Bei den Weiß- und Roséweinen ist heuer zusätzlich zur typischen Frucht in der Nase auch noch eine gewisse Feuerstein-Aromatik feststellbar. Dieser Feuersteinton scheint mir heuer eine typische Ausprägung für das Jahr 2024 zu sein und die damit einhergehende Komplexität bei gleichzeitig moderatem Alkoholgehalt bereitet wahres Trinkvergnügen.

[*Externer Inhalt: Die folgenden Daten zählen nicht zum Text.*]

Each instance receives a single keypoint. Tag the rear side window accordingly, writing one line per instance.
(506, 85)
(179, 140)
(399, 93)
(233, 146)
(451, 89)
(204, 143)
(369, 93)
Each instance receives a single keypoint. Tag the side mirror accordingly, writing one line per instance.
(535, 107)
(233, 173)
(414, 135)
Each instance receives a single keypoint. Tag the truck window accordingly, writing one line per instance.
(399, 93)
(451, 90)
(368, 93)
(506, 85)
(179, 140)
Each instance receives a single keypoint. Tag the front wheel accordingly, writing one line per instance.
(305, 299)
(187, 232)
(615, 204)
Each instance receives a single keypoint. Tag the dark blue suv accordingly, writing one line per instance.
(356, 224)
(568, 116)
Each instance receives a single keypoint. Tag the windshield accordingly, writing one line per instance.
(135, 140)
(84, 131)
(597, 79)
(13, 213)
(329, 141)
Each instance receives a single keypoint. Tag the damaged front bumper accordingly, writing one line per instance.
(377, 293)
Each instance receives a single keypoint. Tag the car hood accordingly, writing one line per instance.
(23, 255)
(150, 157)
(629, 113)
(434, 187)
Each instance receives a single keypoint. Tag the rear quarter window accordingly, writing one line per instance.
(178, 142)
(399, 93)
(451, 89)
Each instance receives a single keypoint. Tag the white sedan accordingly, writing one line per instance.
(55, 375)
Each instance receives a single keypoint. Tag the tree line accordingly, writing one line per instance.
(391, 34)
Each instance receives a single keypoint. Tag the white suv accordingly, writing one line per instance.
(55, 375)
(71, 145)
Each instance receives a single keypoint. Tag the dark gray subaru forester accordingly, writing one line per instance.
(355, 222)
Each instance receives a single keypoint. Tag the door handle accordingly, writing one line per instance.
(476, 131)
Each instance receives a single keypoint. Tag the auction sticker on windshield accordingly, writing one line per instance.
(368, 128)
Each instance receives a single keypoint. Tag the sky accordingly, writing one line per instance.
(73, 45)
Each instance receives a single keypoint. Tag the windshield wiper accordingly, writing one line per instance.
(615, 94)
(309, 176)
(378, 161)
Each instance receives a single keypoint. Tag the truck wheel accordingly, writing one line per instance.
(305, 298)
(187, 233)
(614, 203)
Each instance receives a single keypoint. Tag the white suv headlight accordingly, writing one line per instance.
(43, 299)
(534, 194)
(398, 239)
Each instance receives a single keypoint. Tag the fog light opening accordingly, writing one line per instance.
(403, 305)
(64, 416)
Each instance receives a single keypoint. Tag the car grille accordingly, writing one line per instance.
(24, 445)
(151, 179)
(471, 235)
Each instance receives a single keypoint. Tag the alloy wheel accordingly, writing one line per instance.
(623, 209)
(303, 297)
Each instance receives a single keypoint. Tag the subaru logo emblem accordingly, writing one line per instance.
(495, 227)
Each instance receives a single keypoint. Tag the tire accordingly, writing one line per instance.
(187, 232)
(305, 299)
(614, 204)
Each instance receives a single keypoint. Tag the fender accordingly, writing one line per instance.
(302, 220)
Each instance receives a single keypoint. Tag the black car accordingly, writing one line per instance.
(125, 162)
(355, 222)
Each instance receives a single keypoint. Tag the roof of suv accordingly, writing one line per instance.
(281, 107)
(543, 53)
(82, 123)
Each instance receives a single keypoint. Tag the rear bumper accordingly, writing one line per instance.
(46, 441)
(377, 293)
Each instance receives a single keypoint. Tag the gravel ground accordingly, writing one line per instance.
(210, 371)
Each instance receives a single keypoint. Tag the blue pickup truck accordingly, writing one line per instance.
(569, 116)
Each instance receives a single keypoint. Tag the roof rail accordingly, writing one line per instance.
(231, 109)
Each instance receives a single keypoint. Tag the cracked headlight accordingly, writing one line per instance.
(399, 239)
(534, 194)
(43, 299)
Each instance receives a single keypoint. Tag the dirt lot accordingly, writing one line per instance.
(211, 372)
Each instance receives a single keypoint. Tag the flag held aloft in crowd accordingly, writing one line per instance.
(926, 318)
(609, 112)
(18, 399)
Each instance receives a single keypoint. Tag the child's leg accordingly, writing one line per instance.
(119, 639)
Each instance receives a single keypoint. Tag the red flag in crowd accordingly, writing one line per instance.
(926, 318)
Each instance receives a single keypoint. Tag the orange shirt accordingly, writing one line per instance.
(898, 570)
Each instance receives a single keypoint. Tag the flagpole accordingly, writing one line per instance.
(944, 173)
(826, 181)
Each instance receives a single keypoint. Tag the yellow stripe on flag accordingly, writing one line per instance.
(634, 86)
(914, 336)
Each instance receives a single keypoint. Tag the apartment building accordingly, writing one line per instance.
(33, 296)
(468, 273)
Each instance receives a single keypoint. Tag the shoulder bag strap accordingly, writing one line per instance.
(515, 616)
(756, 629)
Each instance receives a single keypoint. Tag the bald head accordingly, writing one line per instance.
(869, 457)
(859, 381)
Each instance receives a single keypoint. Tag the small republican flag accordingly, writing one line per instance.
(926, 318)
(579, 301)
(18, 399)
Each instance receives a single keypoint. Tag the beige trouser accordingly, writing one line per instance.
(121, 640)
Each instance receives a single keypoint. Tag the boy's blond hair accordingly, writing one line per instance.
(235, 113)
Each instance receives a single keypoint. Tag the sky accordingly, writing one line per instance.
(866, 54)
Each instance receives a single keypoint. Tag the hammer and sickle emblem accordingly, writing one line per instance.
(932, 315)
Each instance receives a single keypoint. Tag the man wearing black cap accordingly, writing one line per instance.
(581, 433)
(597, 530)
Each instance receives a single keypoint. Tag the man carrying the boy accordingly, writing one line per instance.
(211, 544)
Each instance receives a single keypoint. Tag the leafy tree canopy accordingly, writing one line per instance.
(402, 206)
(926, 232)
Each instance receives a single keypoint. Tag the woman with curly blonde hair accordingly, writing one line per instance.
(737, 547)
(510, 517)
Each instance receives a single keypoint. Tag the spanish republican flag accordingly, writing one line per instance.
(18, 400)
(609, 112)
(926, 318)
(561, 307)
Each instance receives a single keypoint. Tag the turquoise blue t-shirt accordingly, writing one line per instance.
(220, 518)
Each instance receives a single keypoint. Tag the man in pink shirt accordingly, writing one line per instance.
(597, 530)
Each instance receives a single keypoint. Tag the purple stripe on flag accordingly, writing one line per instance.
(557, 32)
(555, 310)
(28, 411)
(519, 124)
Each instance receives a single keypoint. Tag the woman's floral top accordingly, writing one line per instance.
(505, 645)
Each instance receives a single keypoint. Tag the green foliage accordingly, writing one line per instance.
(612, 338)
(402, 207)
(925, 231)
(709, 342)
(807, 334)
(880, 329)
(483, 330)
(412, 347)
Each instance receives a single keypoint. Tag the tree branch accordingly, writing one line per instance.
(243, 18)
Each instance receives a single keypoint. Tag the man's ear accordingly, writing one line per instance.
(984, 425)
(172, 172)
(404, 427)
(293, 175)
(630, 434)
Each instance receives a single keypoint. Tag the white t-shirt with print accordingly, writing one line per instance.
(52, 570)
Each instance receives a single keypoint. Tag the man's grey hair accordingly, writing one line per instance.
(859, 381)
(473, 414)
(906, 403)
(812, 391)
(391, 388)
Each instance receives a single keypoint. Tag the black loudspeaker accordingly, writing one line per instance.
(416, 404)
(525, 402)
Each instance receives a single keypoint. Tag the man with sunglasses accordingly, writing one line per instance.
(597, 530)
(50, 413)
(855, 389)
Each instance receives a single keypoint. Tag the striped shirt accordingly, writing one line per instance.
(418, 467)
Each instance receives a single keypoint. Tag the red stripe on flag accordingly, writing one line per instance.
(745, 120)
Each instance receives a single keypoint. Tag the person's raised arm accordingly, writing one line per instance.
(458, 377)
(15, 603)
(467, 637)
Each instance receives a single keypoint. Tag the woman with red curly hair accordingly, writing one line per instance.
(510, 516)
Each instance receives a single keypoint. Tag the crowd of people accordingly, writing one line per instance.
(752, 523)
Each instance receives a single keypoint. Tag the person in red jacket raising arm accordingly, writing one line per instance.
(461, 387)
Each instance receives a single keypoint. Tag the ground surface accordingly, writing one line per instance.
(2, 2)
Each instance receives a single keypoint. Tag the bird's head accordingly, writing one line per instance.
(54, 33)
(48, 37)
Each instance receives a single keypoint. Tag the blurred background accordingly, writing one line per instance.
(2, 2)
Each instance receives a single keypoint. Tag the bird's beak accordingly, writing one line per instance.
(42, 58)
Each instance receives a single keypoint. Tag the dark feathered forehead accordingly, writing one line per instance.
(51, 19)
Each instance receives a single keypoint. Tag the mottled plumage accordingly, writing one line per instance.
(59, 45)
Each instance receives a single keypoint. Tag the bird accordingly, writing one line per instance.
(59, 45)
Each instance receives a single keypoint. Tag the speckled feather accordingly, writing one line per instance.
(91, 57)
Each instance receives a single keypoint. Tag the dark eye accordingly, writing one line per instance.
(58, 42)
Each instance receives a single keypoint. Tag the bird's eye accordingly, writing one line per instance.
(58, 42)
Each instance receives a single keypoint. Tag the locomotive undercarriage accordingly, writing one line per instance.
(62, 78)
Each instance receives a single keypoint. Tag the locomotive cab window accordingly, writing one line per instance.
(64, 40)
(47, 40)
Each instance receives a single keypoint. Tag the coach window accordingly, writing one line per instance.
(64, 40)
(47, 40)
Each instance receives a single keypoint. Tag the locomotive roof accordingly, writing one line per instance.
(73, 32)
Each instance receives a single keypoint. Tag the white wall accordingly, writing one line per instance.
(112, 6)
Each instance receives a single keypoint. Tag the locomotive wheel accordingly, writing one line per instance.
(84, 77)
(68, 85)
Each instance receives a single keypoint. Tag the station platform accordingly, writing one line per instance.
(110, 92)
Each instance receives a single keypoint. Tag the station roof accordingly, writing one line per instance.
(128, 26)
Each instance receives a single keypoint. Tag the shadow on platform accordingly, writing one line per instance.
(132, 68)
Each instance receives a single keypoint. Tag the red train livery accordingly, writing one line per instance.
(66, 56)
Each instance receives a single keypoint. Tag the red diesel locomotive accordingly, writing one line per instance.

Eine meiner Lieblingssorten ist Harslevelù (Lindenblättriger), welche eine ursprünglich ungarische Rebsorte ist, die während der Monarchie auch in unseren Breiten angepflanzt war. Gemeinsam mit meiner Winzerkollegin Heidi Schröck habe ich bei der heurigen Ernte ein Projekt gestartet, um diese alte Sorte besser zu verstehen. Wir wollten die Frage nach Herkunft, Jahrgang, Sorte und Handschrift der Winzerin klären. Also haben wir je einen Teil unserer Trauben getauscht: Im Weinkeller in Rust wurde eine Box meiner Trauben aus Göttlesbrunn verarbeitet und ich habe in meinem Keller eine Box von Heidi Schröcks Lindenblättrigen gekeltert. Jede von uns hat auch noch die eigenen Trauben verarbeitet und bald kann das Ergebnis dieses Austauschs verkostet werden. In zwei Monaten werden die vier Weine gemeinsam erhältlich sein und das Ergebnis dieser Fragestellung kann limitiert erworben werden. Gleiche Sorte, gleiches Jahr, unterschiedliche Winzerin und unterschiedliches Terroir. Release-Datum wird folgen.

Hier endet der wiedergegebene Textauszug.